In a meeting to discuss the use of a drug-sniffing dog in the San Diego Unified School District, parents demanded specific details but administrators were short on answers.
The parents’ concerns included the desire for more transparency and what some described as less militarization of the city’s school campuses.
Drug-sniffing dogs have been used on campuses since 2002, San Diego Unified Police Chief Rueben Littlejohn told parents at a meeting arranged by one concerned parent.
In those instances, outside agencies have provided the canines to the district.
However, 19-month old German Shepard Blitz is the first such trained canine purchased by the school administration for random searches of classrooms and kids’ books and bags.
San Diego High Principal of International Studies Carmen Garcia's explanation of the process conflicted with the current district drug search policy.
Garcia told parents that Blitz has visited two campuses with her school's complex - Business and Leadership and Science and Technology - and targeted classrooms that had been randomly selected.

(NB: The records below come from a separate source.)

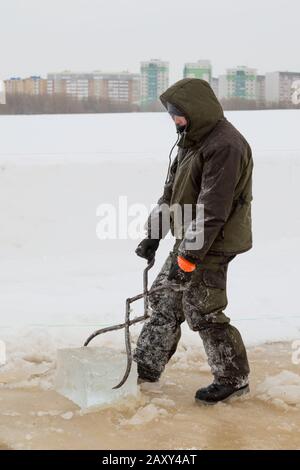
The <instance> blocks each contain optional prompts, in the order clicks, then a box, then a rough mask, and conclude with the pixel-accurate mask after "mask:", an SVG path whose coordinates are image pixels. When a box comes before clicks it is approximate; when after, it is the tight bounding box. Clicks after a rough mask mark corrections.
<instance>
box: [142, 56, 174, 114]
mask: <svg viewBox="0 0 300 470" xmlns="http://www.w3.org/2000/svg"><path fill="white" fill-rule="evenodd" d="M168 86H169V63H168V62H163V61H161V60H158V59H151V60H150V61H148V62H141V105H142V106H143V105H147V104H151V103H155V102H157V101H158V99H159V96H160V95H161V94H162V93H163V92H164V91H165V90H166V89H167V88H168Z"/></svg>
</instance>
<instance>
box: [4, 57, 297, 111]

“The principal goes into the room and says everyone could you step out of the room for a moment,” Garcia said.
When NBC 7 reporter Dave Summers pointed out that SDUSD policy states children must leave the classroom and their belongings voluntarily, not by demand, Garcia and Littlejohn did not respond.
The contradiction was not addressed.
Littlejohn said San Diego High School led the district in calls for service regarding drug activity in the 2013-2014 school year.

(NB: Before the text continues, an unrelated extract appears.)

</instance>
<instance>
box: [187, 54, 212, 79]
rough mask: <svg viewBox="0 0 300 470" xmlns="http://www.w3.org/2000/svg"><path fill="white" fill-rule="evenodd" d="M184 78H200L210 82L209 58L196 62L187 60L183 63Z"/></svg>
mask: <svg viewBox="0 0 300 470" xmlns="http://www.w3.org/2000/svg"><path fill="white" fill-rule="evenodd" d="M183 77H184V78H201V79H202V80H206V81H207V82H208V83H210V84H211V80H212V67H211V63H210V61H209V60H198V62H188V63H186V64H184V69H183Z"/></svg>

Several parents were concerned about lack of respect for students' rights.
“I just don't think it is a healthy environment. It seems like a continuation of militarizing our schools, one parent said.

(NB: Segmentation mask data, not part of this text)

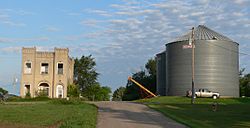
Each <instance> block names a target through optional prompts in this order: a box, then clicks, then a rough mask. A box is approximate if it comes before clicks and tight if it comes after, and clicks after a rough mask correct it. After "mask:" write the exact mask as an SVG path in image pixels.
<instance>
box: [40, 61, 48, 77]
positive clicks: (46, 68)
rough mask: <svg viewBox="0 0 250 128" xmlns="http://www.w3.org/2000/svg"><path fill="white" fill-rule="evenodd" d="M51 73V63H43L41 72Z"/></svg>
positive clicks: (41, 68)
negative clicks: (50, 63)
mask: <svg viewBox="0 0 250 128" xmlns="http://www.w3.org/2000/svg"><path fill="white" fill-rule="evenodd" d="M48 73H49V64H48V63H42V65H41V74H48Z"/></svg>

“If it's supposed to be a deterrent then why don't you tell people what's going to happen. How can you make a deterrent and keep it a secret that's counterproductive,” parent Ernie Villafranca asked.
Parent Brett Pickering asked, “Is there any data that says having dogs on campus improves the safety perception of students."
Pickering also pointed out that an email notifying parents of the new policy included no point of contact at San Diego High School for those parents who may have had questions or concerns. Out of courtesy NBC7 approached Principal Garcia at the end of the meeting and asked if she knew the current drug search policy, she replied let's just say we all need better clarification about this program.
Garcia pointed out that the complex serves 2600 students with four separate campuses.
“This is an effort that all four administrators on this campus decided to embrace in an attempt to make our campus safe,” Garcia said.
District Trustee Richard Barrera, who attended the meeting, said it was the superintendent’s decision to purchase Blitz on the recommendation of the district's principals.
There is no outside oversight of the program the only people who will know when and how the dog is used are the principals and police.
Barrera suggested a task force be created including educators, police, parents and students to get involved in the policy.